To combat isolation, Knights periodically organizes events to get people out and about. A Saturday outing at Dallas BBQ Restaurant in Chelsea, near GMHC’s offices, attracted over 25 people from the community to have lunch and socialize. “On a Saturday afternoon, I don’t want you in the house cleaning and watching grandkids,” Knights said. “For two hours, people were having fun and connecting with their peers.”
He was delighted by the appearance of one 86-year-old gentleman who’d been absent from GMHC for a while. “I’d been calling him, but not getting an answer,” Knights said. “And there he was, coming down the steps with his walker. That was the highlight of my day – sometimes, I get a little emotional – seeing that my old man made it.”

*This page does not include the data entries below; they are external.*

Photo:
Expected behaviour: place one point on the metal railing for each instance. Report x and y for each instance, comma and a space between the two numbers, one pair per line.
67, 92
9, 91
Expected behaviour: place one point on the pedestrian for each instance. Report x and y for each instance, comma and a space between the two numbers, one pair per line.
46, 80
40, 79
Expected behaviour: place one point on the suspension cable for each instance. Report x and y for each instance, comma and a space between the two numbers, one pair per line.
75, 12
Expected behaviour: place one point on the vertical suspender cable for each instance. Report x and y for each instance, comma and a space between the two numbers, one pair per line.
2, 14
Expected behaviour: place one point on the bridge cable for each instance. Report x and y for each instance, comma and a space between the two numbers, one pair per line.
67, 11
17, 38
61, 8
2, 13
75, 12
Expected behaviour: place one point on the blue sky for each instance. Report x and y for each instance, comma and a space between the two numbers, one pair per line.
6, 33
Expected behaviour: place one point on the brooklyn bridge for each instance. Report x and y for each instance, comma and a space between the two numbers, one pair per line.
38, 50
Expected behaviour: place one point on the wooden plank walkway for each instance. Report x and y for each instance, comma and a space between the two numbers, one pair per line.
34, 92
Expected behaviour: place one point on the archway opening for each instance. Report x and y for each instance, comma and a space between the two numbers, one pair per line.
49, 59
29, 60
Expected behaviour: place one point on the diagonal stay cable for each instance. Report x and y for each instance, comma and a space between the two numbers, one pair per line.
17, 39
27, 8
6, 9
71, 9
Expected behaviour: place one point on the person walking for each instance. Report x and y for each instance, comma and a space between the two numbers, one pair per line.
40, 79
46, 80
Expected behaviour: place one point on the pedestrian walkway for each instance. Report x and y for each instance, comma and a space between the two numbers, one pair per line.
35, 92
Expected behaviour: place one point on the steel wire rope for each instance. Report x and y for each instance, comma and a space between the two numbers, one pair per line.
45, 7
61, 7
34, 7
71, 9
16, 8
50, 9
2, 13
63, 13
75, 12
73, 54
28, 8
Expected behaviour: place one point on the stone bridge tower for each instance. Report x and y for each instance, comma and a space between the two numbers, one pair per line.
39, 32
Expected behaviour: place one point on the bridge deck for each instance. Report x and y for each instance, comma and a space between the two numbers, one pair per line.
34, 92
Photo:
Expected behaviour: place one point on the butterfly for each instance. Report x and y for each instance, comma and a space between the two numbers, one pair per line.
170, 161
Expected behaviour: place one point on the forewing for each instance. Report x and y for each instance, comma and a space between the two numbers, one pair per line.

Like any good barbershop, the group also facilitates networking, Knights said. One new GMHC client who recently moved to New York was invited to the Barbershop by someone he met in the dining room. He just held a housewarming party for his new apartment and invited a few friends from the group. “That wouldn’t have happened if he hadn’t started accessing services at GMHC – and stayed on his game and doing what he needs to do,” Knights said.
“I like it when someone says it’s their first time at the Barbershop – and they will be back. That makes me feel good,” he said. While some of the group’s members are new, others have been in the group for years. No matter their tenure, the Barbershop is a lifeline for staying connected and feeling better.